Build System and CMake Configuration

This document provides comprehensive documentation for building AnalysisG from source, including CMake configuration, dependencies, and build options.

Overview

AnalysisG uses CMake 3.20+ as its build system with support for:

C++20 standard with modern features
CUDA integration (optional) for GPU-accelerated computations
PyTorch LibTorch backend for ML operations
ROOT framework for HEP data I/O
HDF5 for efficient data storage
RapidJSON for JSON parsing

Build Architecture

The project is organized as a hybrid Python/C++ package with:

Python Frontend: User-facing API in src/AnalysisG/
C++ Backend: High-performance modules in src/AnalysisG/modules/
CUDA Extensions: GPU kernels in pyc/ (optional)

Build Flow:

CMake configures dependencies (LibTorch, ROOT, HDF5)
C++ modules compiled → installed to site-packages
CUDA extensions compiled (if enabled) → installed to pyc/
Python wrappers link to compiled libraries

Root CMakeLists.txt

Location: /CMakeLists.txt

Project Configuration

cmake_minimum_required(VERSION 3.20 FATAL_ERROR)
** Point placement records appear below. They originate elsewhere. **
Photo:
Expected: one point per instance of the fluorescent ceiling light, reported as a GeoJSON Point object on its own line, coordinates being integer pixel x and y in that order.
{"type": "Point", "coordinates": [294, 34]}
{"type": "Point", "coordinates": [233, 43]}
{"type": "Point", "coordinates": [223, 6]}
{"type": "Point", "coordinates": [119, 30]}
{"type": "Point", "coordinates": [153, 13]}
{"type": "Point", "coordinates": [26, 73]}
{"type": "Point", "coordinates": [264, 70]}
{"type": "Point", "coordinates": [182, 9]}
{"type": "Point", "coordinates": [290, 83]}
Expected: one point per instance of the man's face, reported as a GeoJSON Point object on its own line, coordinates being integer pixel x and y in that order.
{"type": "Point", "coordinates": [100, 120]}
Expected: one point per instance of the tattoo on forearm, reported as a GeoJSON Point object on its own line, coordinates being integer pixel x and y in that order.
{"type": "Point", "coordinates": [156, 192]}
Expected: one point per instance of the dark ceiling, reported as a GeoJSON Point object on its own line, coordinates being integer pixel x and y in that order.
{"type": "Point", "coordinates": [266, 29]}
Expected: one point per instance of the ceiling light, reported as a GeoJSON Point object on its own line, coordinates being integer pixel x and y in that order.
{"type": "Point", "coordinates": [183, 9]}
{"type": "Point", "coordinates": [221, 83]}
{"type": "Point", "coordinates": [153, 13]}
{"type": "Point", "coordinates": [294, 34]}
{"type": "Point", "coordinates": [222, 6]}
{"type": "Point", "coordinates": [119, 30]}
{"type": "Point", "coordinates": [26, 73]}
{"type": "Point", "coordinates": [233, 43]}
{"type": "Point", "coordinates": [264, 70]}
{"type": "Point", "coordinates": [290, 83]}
set(SKBUILD_PROJECT_NAME AnalysisG)
project(${SKBUILD_PROJECT_NAME} VERSION 5.0 LANGUAGES CXX)

set(CMAKE_CXX_STANDARD 20)
set(CMAKE_CXX_STANDARD_REQUIRED ON)
set(CMAKE_CUDA_ARCHITECTURES "all")

Explanation:

Requires CMake 3.20 for modern CMake features (FetchContent improvements)
Project name set to AnalysisG with semantic versioning
C++20 standard enabled for concepts, ranges, modules
CUDA architectures set to “all” for maximum GPU compatibility

Build Flags

set(CMAKE_CXX_FLAGS_DEBUG "-g")
# set(CMAKE_CXX_FLAGS_RELEASE "-O3")  # Commented - uses default optimizations

Debug Mode: Includes symbols for GDB/LLDB debugging

Release Mode: Uses default CMake optimization (-O2 typically)

Build Options

option(BUILD_DOC "Build documentation" OFF)
find_package(Doxygen)

set(CMAKE_ANALYSISG_CUDA OFF)

BUILD_DOC: Generate C++ API docs with Doxygen (disabled by default)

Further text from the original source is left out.